Si Zelensky veut protéger les infrastructures de l'Ukraine, il devra laisser ses soldats sans protection sur le front. «Ainsi, les unités militaires ukrainiennes, déjà décimées, seront encore plus affaiblies», explique Marcel Berni. Mais les soldats ukrainiens sont de toute façon déjà en mauvaise posture sur le front. 

C'est ce qu'écrit le groupe de réflexion américain «Institute for the Study of War» dans l'une de ses dernières analyses: «Les forces russes s'appuient généralement sur leur supériorité en termes de personnel et de matériel pour mener des attaques à un rythme relativement régulier contre les positions ukrainiennes le long de la ligne de front, dans l'espoir d'éroder les défenses ukrainiennes et de créer les conditions nécessaires à l'exploitation des points faibles de l'Ukraine.»

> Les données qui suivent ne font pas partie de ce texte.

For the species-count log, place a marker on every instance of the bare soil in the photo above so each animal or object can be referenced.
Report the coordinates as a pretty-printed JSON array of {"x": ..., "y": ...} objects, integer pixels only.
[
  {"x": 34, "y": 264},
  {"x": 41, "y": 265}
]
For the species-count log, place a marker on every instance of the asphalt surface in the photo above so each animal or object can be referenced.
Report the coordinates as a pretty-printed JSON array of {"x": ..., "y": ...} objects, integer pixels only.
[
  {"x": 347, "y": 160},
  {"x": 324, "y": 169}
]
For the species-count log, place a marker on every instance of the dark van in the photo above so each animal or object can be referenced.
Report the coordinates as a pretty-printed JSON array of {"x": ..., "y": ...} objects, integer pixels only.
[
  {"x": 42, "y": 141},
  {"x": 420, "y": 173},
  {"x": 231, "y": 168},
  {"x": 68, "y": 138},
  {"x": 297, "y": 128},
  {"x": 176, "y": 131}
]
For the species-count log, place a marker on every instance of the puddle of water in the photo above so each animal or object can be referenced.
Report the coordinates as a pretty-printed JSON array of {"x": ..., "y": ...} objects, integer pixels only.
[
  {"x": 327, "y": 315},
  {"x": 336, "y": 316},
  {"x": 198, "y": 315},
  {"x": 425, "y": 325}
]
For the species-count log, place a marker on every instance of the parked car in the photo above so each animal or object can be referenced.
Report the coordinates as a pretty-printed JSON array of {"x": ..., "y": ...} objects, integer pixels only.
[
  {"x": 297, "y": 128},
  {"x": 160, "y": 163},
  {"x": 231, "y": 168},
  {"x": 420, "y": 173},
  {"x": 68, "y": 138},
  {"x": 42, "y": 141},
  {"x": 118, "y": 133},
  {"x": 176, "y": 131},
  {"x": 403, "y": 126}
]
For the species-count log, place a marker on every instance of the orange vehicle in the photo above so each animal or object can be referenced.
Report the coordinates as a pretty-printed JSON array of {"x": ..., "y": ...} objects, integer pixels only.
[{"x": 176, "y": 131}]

Zelensky doit donc prendre une décision difficile: des soldats ou des civils? Les deux sont sous la menace d'attaques de missiles incessantes. Le remède à ce dilemme serait de recevoir davantage d'armes de l'Occident. Vendredi matin, Zelensky a donc de nouveau exigé des systèmes Patriot de la part des alliés occidentaux. «Nos partenaires savent exactement ce qui est nécessaire», a déclaré Zelensky. «La vie doit être protégée de ces monstres de Moscou.»